Dessarte, indefiro o pedido do Agravante no que tange a denunciação à lide de Cavalcante Imóveis Ltda.

3 Da denunciação à lide da União (Fazenda Nacional)

O Agravante roga pela denunciação à lide da União (Fazenda Nacional), visto que a apreensão do veículo deu-se por ato ilícito da Receita Federal, sendo esta responsável pela indenização daqueles que, de boa-fé, sofreram prejuízos ao não constar qualquer restrição no Certificado de Registro do Veículo.

É cediço que, conforme dito alhures, a denunciação à lide é uma demanda regressiva em que o denunciante quer que o denunciado seja obrigado a indenizá-lo pelos danos que sofrer por conta do processo, sob a luz dos princípios da economia e da celeridade processual.
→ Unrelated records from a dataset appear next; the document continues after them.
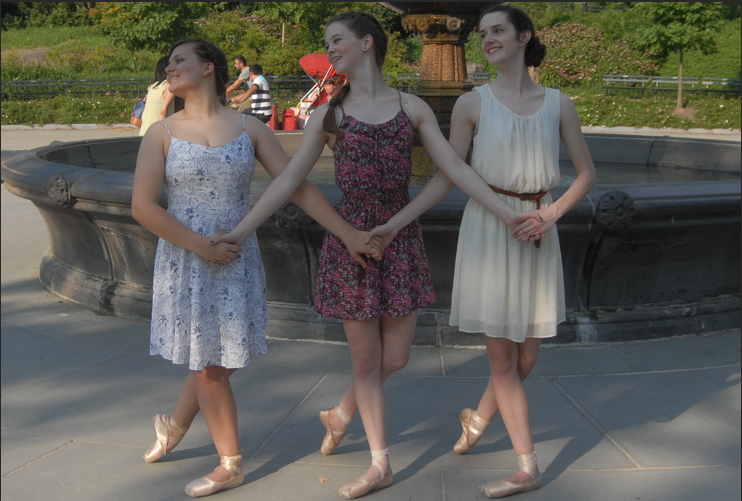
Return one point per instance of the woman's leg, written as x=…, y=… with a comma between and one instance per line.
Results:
x=217, y=404
x=527, y=355
x=396, y=341
x=378, y=348
x=510, y=397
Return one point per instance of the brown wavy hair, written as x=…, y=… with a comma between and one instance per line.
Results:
x=360, y=24
x=535, y=50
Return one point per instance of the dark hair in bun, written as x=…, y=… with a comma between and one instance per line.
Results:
x=207, y=52
x=535, y=50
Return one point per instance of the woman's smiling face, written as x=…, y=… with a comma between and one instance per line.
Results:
x=343, y=48
x=184, y=67
x=500, y=41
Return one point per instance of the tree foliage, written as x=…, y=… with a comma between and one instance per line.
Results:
x=149, y=25
x=678, y=26
x=576, y=55
x=45, y=14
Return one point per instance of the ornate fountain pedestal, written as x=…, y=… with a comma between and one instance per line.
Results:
x=445, y=29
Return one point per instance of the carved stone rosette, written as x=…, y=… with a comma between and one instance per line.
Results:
x=615, y=210
x=292, y=216
x=444, y=37
x=58, y=189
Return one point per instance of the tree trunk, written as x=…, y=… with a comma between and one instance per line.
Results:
x=680, y=82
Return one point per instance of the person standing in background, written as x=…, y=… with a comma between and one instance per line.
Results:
x=240, y=63
x=260, y=107
x=159, y=103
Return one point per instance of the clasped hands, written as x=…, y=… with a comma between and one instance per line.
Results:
x=224, y=247
x=524, y=226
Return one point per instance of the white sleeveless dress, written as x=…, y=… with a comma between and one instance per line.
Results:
x=503, y=287
x=204, y=314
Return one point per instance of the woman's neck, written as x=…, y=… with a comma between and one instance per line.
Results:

Todavia, incluir a União (Fazenda Nacional) no processo demandaria perscrutar à licitude ou ilicitude da apreensão do veículo, o que, por certo, ampliaria a matéria discutida nos autos, evicção, malferindo os princípios ensejadores da denunciação, quais sejam, economia e celeridade processual.
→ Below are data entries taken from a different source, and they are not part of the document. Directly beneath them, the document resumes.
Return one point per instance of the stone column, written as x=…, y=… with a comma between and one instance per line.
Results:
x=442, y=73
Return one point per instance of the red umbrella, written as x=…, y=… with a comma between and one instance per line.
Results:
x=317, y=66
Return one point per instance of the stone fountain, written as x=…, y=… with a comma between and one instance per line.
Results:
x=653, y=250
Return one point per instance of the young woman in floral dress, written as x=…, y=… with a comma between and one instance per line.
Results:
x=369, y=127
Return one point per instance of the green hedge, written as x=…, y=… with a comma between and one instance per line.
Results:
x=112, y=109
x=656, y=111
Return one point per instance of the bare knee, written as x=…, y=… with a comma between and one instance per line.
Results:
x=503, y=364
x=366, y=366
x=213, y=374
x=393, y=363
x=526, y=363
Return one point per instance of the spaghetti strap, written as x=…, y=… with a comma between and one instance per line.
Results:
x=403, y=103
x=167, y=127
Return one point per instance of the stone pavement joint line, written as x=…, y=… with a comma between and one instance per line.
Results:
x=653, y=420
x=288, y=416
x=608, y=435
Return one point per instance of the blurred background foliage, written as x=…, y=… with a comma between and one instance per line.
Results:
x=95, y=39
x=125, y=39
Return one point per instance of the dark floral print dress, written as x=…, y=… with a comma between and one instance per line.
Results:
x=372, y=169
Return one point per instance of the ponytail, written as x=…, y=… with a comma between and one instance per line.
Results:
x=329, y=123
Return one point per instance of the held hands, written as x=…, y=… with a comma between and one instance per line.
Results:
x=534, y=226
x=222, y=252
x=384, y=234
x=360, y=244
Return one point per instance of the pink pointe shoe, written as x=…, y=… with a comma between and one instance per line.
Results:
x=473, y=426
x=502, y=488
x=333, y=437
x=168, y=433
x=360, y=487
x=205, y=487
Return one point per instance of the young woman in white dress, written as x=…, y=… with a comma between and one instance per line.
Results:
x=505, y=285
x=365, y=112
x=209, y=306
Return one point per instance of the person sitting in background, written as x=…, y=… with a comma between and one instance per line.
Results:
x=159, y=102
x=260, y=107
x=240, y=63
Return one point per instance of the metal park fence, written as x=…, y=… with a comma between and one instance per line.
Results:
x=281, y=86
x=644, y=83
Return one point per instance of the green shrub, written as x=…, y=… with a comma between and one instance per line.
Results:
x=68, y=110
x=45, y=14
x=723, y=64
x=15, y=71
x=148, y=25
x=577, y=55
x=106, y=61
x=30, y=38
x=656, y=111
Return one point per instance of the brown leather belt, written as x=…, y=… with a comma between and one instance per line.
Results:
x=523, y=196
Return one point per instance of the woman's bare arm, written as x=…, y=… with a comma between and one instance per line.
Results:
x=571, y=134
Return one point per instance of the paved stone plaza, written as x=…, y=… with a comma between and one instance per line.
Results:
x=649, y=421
Em obter dictum, faz-se necessário esclarecer que o Agravante não perde o direito de regresso, mesmo tendo a denunciação à lide indeferida e, por consequência, poderá ajuizar demanda autônoma contra a União para ser ressarcida caso tenha prejuízo.

No mesmo diapasão é o acórdão do Superior Tribunal de Justiça:

AGRAVO NO RECURSO ESPECIAL. CIVIL E PROCESSO CIVIL. EVICÇÃO. AUTOMÓVEL IMPORTADO. DENUNCIAÇÃO DA LIDE À UNIÃO EM PROCESSO QUE TRAMITA NA JUSTIÇA ESTADUAL. INAPLICABILIDADE DA SÚMULA 150/STJ. LIDE SECUNDÁRIA QUE NÃO GUARDA RELAÇÃO DE PREJUDICIALIDADE COM A PRINCIPAL, RESGUARDADO O DIREITO DO DENUNCIANTE EM AÇÃO AUTÔNOMA. PRESERVAÇÃO DA DURAÇÃO RAZOÁVEL DO PROCESSO. AGRAVO DESPROVIDO. (AgRg no REsp 1192680/PR, Rel. Ministro PAULO DE TARSO SANSEVERINO, TERCEIRA TURMA, julgado em 02/10/2012, DJe 05/10/2012)

Portanto, indefiro o pedido de denunciação à lide da União (Fazenda Nacional) em respeito aos princípios da economia e celeridade processual.

Ante o exposto, voto no sentido de conhecer o recurso e dar-lhe parcial provimento para permitir a denunciação à lide de Gustavo Carlos Pavan.